Arrays

"... the results are undefined, and we all know what 'undefined' means: it means it works during development, it works during testing, and it blows up in your most important customers' faces." -- Scott Meyers

The sizeof Operator

C has an operator that returns the size (in bytes) of a value (expression) or type. It's a unary operator and it is listed in the precedence chart.

General form is:

sizeof(expression or type)

Examples:

CodeOutput
int i;    /* uninitialized */
float f;  /* uninitialized */
double d; /* uninitialized */

printf("sizeof(i) is %u\n", sizeof(i));
printf("sizeof(int) is %u\n", sizeof(int));
printf("sizeof(42) is %u\n", sizeof(42));
printf("\n");

printf("sizeof(f) is %u\n", sizeof(f));
printf("sizeof(float) is %u\n", sizeof(float));
printf("sizeof(42.0F) is %u\n", sizeof(42.0F));
printf("\n");

printf("sizeof(d) is %u\n", sizeof(d));
printf("sizeof(double) is %u\n", sizeof(double));
printf("sizeof(42.0) is %u\n", sizeof(42.0));
printf("\n");




sizeof(i) is 4
sizeof(int) is 4
sizeof(42) is 4


sizeof(f) is 4
sizeof(float) is 4
sizeof(42.0F) is 4


sizeof(d) is 8
sizeof(double) is 8
sizeof(42.0) is 8

Notice the format specifier is %u. That's used to print an unsigned integer. This is for 32-bit systems. On 64-bit systems (almost all systems today), the sizeof operator returns an unsigned long integer, so you must use %lu to print it. That's a lowercase 'L' before the 'u'.

You can think of these sizeof expressions:

sizeof(i)
sizeof(int)
as this (for variables):
the_number_of_bytes_this_requires(i)
or (for types)
the_number_of_bytes_this_requires(int)
The sizeof operator is also unique in that it can determine the value at compile time. The program does not need to be executed to obtain the results. Also, the operand to the sizeof operator can be an expression. For example, given these declarations:

int i;    /* uninitialized */
int j;    /* uninitialized */
double d; /* uninitialized */
This is the result of applying the sizeof operator to these expressions:
sizeof(i + j) is 4            (int)
sizeof(i * j - 20) is 4       (int)
sizeof(i * j * d) is 8        (double)
sizeof(i + 2.0) is 8          (double)
sizeof(10 + 3.2F - 5.4) is 8  (double)

Note that the sizeof operator doesn't use the values of the variables. It's just looking at the types. (Which is why using uninitialized variables is not a problem.)

One-Dimensional Arrays

An array is an aggregate data type. This means that it consists of multiple values, all of which are the same type.

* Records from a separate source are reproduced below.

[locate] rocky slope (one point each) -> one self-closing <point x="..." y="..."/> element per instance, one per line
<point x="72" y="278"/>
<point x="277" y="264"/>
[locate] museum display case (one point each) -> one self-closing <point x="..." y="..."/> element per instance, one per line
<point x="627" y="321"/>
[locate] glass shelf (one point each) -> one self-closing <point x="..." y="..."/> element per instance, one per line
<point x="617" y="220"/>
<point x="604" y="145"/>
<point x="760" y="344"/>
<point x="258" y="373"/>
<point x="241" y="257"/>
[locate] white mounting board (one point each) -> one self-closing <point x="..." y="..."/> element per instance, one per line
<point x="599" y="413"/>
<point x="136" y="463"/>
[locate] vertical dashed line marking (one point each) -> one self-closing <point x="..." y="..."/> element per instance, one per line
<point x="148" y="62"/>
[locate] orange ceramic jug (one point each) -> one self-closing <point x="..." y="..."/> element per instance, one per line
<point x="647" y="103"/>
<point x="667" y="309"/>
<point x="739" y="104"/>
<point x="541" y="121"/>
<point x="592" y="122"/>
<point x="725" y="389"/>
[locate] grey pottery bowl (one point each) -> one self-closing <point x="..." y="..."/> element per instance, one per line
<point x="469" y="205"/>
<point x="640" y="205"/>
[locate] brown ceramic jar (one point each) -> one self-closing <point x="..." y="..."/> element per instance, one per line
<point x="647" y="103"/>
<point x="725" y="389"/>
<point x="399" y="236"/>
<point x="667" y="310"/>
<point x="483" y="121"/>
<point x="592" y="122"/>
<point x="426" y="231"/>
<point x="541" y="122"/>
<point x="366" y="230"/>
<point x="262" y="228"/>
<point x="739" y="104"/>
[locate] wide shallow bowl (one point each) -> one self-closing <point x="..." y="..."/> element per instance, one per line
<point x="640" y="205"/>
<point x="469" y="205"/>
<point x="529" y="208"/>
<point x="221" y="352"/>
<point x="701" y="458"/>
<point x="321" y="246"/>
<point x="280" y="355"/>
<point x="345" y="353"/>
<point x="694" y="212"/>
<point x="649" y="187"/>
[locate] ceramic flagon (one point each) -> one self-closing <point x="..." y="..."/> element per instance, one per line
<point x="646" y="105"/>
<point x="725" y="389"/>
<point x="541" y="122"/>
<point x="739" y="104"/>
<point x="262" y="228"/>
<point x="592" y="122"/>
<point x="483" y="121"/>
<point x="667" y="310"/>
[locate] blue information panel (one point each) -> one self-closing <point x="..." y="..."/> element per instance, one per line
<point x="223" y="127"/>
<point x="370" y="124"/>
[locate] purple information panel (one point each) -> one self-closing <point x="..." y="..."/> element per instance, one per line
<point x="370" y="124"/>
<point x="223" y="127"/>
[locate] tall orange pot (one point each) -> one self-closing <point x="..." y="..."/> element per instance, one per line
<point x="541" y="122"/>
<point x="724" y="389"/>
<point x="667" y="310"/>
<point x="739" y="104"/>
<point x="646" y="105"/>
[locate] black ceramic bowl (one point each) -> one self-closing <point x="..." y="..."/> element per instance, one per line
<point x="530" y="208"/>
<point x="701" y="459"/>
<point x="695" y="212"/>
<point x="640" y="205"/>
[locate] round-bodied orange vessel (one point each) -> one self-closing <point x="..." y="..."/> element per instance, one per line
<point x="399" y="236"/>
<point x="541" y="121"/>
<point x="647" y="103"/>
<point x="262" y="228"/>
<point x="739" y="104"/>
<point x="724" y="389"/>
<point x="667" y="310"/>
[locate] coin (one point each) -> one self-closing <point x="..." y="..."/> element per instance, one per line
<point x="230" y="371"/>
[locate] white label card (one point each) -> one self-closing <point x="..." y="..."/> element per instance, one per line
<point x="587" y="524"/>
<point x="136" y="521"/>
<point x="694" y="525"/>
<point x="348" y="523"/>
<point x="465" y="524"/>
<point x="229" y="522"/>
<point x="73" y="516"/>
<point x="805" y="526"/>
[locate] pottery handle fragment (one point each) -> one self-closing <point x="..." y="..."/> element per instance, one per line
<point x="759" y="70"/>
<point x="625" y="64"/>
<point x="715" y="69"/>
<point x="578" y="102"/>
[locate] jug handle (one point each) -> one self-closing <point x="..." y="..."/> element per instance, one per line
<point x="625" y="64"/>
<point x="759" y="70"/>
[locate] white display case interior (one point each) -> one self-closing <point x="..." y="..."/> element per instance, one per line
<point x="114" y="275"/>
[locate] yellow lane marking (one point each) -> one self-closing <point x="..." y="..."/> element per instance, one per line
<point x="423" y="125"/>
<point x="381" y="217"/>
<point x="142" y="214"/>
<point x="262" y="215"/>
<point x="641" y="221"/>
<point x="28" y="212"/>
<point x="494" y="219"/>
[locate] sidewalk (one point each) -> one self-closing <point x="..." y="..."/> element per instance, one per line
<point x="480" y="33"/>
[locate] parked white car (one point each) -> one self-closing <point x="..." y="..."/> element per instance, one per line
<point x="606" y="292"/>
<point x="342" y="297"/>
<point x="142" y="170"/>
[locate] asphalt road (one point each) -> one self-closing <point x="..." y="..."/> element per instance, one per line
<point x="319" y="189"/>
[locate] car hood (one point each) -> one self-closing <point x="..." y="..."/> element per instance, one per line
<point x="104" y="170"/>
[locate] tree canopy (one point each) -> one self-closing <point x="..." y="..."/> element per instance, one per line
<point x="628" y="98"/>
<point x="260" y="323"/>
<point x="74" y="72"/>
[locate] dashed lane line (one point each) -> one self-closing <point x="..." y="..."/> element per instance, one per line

Contrast this to scalar data types like float and int, which are single values. Each value in an array is called an element.

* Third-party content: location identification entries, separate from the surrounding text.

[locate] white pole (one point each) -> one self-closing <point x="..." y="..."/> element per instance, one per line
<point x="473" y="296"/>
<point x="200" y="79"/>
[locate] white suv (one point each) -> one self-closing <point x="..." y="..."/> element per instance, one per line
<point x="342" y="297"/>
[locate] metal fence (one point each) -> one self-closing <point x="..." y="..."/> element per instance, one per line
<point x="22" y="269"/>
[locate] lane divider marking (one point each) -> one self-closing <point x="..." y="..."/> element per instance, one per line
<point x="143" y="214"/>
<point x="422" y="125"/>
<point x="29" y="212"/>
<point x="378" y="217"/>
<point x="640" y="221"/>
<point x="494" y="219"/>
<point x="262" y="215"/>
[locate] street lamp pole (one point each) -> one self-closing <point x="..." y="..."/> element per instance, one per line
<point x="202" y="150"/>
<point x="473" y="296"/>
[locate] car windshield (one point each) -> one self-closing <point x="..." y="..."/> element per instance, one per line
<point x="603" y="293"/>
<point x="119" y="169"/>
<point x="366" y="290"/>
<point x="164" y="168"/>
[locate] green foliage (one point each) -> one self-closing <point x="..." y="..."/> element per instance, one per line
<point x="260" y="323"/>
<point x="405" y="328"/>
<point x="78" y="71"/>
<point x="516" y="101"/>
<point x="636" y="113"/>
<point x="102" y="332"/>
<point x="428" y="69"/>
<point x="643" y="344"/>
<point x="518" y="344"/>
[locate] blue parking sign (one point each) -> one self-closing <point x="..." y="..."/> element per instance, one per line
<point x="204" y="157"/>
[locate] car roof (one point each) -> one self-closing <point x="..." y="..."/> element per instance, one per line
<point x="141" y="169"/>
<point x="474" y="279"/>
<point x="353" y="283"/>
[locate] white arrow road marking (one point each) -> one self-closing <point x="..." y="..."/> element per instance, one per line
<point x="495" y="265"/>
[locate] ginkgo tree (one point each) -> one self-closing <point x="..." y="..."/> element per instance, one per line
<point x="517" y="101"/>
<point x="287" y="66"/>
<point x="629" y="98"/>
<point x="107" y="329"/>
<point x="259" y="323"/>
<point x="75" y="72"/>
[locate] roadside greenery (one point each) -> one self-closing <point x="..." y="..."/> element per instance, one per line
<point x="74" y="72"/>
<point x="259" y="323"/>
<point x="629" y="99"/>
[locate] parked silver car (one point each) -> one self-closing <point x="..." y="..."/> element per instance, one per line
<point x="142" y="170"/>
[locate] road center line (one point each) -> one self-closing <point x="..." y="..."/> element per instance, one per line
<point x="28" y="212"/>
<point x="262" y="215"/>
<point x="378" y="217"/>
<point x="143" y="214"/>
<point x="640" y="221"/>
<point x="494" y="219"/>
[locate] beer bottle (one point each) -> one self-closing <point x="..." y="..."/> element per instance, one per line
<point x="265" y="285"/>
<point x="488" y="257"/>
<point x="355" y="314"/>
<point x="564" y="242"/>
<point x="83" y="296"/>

Because all of the values in an array have the same type, an array is called a homogeneous data structure. Incidentally, there is also an aggregate data type that consists of multiple values that are not the same type (heterogeneous) called a struct (structure).

Arrays are used when you have lots of related data. For example, if there are 100 students in a class, it is much easier to deal with one array with 100 elements (one element per student), rather than dealing with 100 separate variables.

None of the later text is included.